Storable votes are a simple voting scheme that allows the minority to win occasionally, while treating every voter equally. Because the minority wins only when it cares strongly about a decision while the majority does not, minority victories occur without large costs and indeed typically with gains for the community as a whole.
The idea is simple: consider a group of voters faced with a series of proposals, each of which can either pass or fail. Decisions are taken according to the majority of votes cast, but each voter is endowed with a total budget of votes to spend freely over the multiple decisions.
Because voters will choose to cast more votes on decisions that matter to them most, they reveal the intensity of their preferences, and increase their probability of winning exactly when it matters to them most. Thus storable votes elicit and reward voters’ intensity of preferences without the need for any external knowledge of voters’ preferences.
By treating everyone equally and ruling out interpersonal vote trades, they are in line with common ethical priors and are robust to criticisms, both normative and positive, that affect vote markets.
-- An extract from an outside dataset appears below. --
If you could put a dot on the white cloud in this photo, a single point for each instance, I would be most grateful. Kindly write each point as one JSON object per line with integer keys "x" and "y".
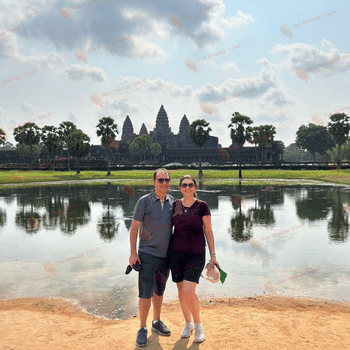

The book complements the theoretical discussion with several experiments, showing that the promise of the idea is borne out by the data: the outcomes of the experiments and the payoffs realized match very closely the predictions of the theory.
Because the intuition behind the voting scheme is so simple: vote more when you care more, the results are robust across different scenarios, even when more subtle strategic effects are not identified by the subjects, suggesting that the voting scheme may have real potential for practical applications.